Some designs don’t shout—they stay. Vico Magistretti’s Loden collection, originally created in 1961 for Gavina, is one of those quiet presences that settles into memory—an emblem of postwar Italian design at its most restrained. Now, over sixty years later, Kettal brings it back—not as a nostalgic revival, but as a conversation between past and present.
The reissue includes both the armchair and two-seat sofa, faithful to Magistretti’s original proportions and approach to chair design: solid wood legs, slightly tilted seats, upholstered volumes, and curved armrests that feel both architectural and relaxed. There’s an elegance here that resists time, shaped by an eye that understood restraint as a form of generosity.
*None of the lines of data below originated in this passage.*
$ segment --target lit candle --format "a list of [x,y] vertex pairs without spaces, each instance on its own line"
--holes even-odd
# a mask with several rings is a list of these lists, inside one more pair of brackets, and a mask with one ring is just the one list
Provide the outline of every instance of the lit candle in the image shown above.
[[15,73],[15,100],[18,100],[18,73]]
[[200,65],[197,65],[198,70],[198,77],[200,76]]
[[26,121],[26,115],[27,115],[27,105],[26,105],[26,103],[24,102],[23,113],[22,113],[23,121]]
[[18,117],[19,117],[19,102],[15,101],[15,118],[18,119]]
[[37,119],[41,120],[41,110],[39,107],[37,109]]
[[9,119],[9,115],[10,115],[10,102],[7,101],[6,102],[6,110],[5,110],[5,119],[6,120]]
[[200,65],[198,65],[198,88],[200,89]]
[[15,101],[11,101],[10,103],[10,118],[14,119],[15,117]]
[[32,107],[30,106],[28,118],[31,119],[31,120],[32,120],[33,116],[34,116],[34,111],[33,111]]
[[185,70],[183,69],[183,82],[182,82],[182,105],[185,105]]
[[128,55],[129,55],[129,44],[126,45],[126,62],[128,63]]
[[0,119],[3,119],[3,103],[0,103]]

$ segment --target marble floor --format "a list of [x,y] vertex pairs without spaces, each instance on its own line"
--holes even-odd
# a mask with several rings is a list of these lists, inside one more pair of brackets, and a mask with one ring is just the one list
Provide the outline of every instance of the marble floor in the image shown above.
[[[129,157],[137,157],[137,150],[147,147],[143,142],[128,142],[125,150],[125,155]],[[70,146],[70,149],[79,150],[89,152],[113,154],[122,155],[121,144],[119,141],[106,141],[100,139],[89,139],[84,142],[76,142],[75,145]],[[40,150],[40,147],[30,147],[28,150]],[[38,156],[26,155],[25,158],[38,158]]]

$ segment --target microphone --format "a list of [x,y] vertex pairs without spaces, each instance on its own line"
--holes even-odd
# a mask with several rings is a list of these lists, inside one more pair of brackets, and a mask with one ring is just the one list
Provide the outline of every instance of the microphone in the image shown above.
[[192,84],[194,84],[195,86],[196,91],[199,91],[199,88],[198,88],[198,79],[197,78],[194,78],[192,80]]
True to its name, Loden references the dense wool coats worn by Milan’s architects and intellectuals. Magistretti owned several. They weren’t flashy—they were Milanese: functional, serious, and warm. That sense of quiet materiality runs through the collection.
Kettal doesn’t just reintroduce the pieces; it contextualizes them. Curator Maddalena Casadei invited a group of architects, designers, and friends to share stories about Magistretti, the era, and of course the coat. Their anecdotes—fragments, really—create a portrait in language. The accompanying photos by Piotr Niepsuj, taken in Magistretti’s own home, sidestep styling and instead offer something more lasting: atmosphere.
The reissue goes beyond aesthetics or nostalgia. It’s a thoughtful return to a piece of design history, recontextualized for today. Through Casadei’s curatorial lens and Niepsuj’s photographs, Loden becomes more than a collection—it becomes a way to experience Magistretti’s Milan, one texture, one story, one frame at a time.